Lo psichiatra ed educatore Paolo Crepet, che da sempre commenta e si batte affinché si rifletta maggiormente sulla tematica dell’istruzione, in un suo intervento su La Stampa ha nuovamente parlato del tema, affrontando anche l’argomento dell’introduzione della parola Merito nel nome del dicastero scolastico da parte del ministro Giuseppe Valditara. Proprio in merito a questo argomento sostiene che “non è un giudizio, ma una legittima valutazione” che la scuola non dovrebbe ignorare.



“Credo in una scuola in cui chi vi lavora sia valutato”, sostiene Paolo Crepet, “ma ricordo che Luigi Berlinguer si dimise per aver toccato questo argomento”. “Ogni volta che andiamo a un concerto, leggiamo un libro, ascoltiamo un’opinione esercitiamo il diritto di valutazione: perché a scuola non dovrebbe valere?”, si chiede. In merito ai condoni scolastici e al tema del buonismo educativo, Crepet non fa sconti, “è ciò che è stato praticato con risultati terrificanti” tra “abbandono scolastico, 100% di promozioni alla maturità, abbassamento dei livelli di apprendimento“. Sarebbe ora, per l’educatore, che si discuta di più del tema, “troppo importante perché sia lasciato ai soli insegnanti e al ministero”.



Paolo Crepet: “Complimenti a Valditara, sta facendo parlare di scuola”

Per Paolo Crepet, insomma, le varie accuse che si stanno muovendo nei confronti del neo Ministro dell’Istruzione e del Merito, sarebbero fini a loro stesse perché Valditara avrebbe “sicuramente un merito: far parlare della scuola italiana dopo decenni di oblio e sottovalutazione”. Secondo Crepet mancherebbe un ampio dialogo pubblico sulla tematica che, tuttavia, il ministro starebbe riuscendo a ricreare.

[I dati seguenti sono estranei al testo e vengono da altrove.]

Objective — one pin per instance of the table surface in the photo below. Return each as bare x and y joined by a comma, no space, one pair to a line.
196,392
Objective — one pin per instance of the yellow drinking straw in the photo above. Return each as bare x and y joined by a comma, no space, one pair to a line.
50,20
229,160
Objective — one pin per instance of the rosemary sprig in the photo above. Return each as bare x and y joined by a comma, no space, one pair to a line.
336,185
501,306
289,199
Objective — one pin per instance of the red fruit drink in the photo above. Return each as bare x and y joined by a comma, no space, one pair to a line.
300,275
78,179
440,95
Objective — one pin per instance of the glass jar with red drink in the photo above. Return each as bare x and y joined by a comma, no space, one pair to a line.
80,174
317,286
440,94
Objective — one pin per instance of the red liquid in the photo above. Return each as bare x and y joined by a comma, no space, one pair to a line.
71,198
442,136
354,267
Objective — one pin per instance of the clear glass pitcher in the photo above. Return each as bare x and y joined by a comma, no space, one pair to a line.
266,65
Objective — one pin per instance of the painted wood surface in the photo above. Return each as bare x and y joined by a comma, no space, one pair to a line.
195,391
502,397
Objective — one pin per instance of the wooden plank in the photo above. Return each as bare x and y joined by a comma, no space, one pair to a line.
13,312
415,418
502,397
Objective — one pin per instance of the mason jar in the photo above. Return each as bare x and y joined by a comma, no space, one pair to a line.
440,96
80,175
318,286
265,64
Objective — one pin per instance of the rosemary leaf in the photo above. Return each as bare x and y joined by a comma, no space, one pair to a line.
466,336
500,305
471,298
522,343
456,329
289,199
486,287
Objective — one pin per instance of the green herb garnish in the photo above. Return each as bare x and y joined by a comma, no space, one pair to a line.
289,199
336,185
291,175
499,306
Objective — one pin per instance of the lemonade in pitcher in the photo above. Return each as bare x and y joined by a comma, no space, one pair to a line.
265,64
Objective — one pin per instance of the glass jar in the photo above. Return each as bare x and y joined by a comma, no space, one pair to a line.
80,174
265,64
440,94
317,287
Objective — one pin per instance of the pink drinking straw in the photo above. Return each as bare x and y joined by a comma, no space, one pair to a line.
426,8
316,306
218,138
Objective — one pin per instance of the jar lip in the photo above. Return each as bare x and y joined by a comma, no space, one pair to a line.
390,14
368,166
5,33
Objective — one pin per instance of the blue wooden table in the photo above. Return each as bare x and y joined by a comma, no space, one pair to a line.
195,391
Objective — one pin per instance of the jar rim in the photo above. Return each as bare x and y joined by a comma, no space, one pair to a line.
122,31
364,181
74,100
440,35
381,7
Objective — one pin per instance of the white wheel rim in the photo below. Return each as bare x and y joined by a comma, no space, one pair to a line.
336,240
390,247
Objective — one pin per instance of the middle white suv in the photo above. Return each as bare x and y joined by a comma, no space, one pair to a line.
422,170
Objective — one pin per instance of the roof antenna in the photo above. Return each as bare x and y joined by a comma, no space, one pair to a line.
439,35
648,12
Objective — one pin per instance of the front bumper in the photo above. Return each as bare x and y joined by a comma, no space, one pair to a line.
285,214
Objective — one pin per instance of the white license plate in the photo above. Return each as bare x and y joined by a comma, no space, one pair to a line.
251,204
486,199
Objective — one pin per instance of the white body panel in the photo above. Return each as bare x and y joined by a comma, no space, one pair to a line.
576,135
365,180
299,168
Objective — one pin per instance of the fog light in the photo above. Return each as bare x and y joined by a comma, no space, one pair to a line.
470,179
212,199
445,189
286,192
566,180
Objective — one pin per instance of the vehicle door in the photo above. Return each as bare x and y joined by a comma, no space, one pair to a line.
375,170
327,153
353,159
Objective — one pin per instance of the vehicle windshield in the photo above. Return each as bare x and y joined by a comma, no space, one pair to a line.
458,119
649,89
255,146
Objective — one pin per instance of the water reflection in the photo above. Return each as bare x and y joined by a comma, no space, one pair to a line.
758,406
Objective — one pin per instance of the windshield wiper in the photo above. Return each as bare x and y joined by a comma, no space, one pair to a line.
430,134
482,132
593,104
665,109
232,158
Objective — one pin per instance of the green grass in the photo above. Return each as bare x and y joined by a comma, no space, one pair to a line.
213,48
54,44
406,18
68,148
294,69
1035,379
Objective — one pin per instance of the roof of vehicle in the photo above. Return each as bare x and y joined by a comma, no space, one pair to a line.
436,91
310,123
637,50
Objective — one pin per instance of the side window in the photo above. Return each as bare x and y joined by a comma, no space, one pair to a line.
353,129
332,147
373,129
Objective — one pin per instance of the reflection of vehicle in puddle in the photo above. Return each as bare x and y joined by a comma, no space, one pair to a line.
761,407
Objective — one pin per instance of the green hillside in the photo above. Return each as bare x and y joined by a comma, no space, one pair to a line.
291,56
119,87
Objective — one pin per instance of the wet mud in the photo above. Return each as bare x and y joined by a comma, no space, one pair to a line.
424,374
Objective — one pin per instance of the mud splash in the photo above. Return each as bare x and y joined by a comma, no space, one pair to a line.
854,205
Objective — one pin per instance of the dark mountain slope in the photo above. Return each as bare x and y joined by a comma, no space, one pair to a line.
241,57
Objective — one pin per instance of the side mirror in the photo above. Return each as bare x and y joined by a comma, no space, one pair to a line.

“Non voglio pensare che si tratti solo di strategia mediatica o di cura della visibilità”, scrive Paolo Crepet in merito ai discorsi pubblici sulla scuola, che stanno prendendo sempre di più le prime pagine dei quotidiani. “Credo invece che dalla ridefinizione del suo dicastero, al divieto (per la verità già praticato da molti istituti) dell’uso di dispositivi digitali in orario scolastico (che vale anche per gli insegnanti, vero?), dai ‘lavori socialmente utili’ per chi fa il bullo o la bulla, fino alla clamorosa scivolata sul termine ‘umiliazione’, vi sia una visione contraddittoria, opinabile, ma che costringe l’opinione pubblica a riflettere sul tema centrale di una comunità: la formazione e l’educazione delle nuove generazioni.”